Before, I measured my spirituality based on sinfulness and holiness. Maybe not exclusively, but you get the picture.
Now, selfishness and devotion to God and service to others has taken a good portion of the place that sinfulness and holiness had formerly occupied in my mind and heart.
With the exception of Christ and Mary, we’re all in the same boat sin-wise. Though we are not all in the same boat when it comes to severity.
Laying that aside, the severity issue, during Adoration one morning, I was struck that what I was yearning for could be summed up by Saint Paul’s “And we shall be changed, in a moment, in the twinkling of eye, at the last trumpet.” There are probably other and better verses more to my point, but that’s the one that filled my mind that morning.
Nothing short of that would satisfy me based on past struggles, failures, reprehensions, etc.
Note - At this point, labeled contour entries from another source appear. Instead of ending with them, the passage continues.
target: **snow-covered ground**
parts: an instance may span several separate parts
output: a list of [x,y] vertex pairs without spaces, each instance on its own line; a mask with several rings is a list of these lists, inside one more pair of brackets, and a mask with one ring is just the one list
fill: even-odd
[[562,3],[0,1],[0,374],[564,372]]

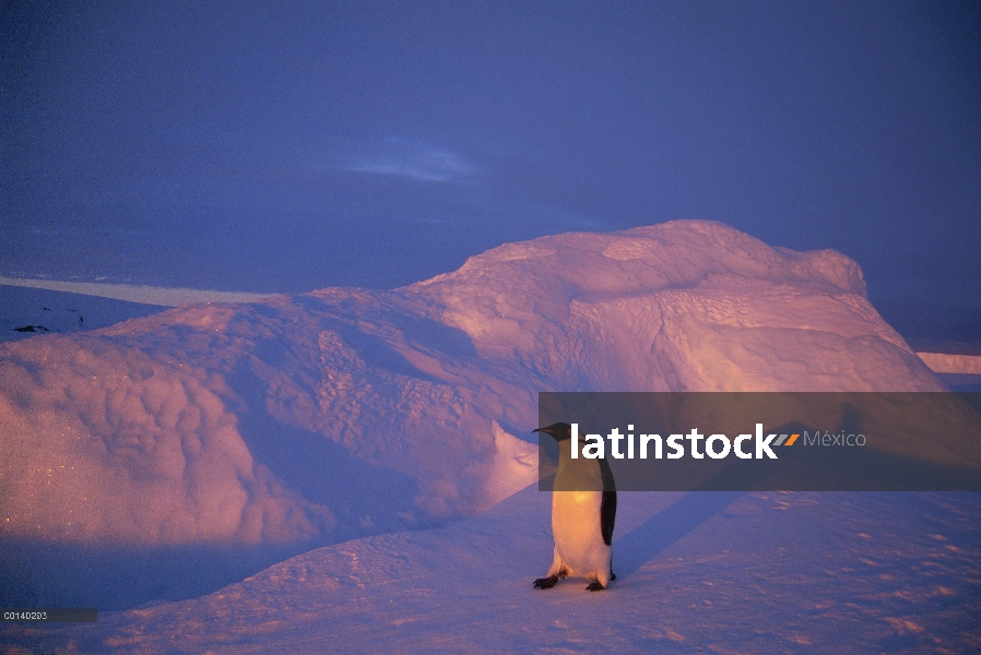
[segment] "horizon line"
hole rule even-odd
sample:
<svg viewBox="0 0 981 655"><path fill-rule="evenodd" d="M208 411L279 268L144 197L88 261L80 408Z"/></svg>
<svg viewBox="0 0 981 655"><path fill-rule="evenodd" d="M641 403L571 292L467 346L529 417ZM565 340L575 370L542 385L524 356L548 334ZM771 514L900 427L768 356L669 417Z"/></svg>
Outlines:
<svg viewBox="0 0 981 655"><path fill-rule="evenodd" d="M212 289L190 289L184 287L155 287L149 285L118 284L104 282L64 282L58 279L36 279L27 277L0 276L0 285L64 291L83 296L96 296L113 300L125 300L140 305L180 307L198 302L255 302L280 294L255 294L250 291L218 291Z"/></svg>

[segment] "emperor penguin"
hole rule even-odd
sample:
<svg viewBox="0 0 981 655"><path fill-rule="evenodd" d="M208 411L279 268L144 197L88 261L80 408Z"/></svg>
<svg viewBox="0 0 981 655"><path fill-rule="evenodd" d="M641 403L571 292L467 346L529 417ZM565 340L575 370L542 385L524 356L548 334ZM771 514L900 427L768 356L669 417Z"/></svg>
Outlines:
<svg viewBox="0 0 981 655"><path fill-rule="evenodd" d="M552 536L555 557L545 577L534 588L547 590L568 575L586 577L589 592L599 592L616 580L613 574L613 523L616 520L616 490L613 472L605 458L574 460L569 450L572 426L565 422L539 428L558 442L556 490L552 491ZM591 489L559 491L557 489Z"/></svg>

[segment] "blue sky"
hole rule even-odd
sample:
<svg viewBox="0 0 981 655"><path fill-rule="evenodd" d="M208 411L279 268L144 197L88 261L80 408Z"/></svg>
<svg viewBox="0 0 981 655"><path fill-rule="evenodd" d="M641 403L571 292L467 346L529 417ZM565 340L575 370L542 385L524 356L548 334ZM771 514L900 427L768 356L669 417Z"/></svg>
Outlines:
<svg viewBox="0 0 981 655"><path fill-rule="evenodd" d="M710 218L981 341L970 2L8 2L0 274L392 287Z"/></svg>

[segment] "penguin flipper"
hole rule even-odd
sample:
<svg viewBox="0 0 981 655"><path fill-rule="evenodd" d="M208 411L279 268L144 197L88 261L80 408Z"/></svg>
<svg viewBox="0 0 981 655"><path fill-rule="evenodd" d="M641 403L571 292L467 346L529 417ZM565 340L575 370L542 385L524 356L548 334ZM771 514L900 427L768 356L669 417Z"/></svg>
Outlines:
<svg viewBox="0 0 981 655"><path fill-rule="evenodd" d="M603 533L603 543L613 544L613 524L616 523L616 491L603 491L600 501L600 531Z"/></svg>

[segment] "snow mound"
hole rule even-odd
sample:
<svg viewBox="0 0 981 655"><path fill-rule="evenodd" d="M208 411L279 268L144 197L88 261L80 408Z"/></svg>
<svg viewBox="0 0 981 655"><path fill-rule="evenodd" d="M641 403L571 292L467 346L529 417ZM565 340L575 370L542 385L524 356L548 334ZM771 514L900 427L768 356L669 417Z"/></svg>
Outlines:
<svg viewBox="0 0 981 655"><path fill-rule="evenodd" d="M855 262L718 223L0 345L0 537L334 543L534 480L539 391L932 391Z"/></svg>

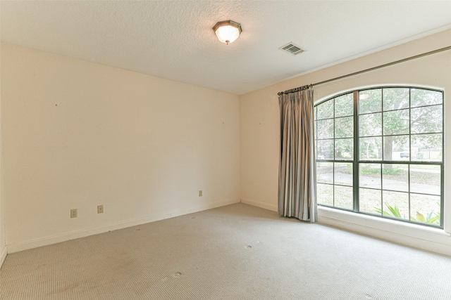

Now things are different. But before I say what is different, here’s what is largely the same: contrition, repentance, and penance. In fact those, have deepened. The truth telling and the gut level
mea culpa, mea cupla, mea maxima culpa.
I’ve become resigned that while on earth I will fall short because it is true of me and all others except Jesus and Mary.
That resignation is not an open door. It has become something very different from that. I still strive after the high calling of God in Christ Jesus. I desiderate holiness.
What has changed
dramatically is a self-absorbed obsession with my own spirituality has fallen away. Note, I am in no way saying or intimating you are like I was.
What has come as a replacement is a greater concern for others’ welfare, spiritually and otherwise, and a smaller concern for myself.
There’s more to say, but I’ll stop here.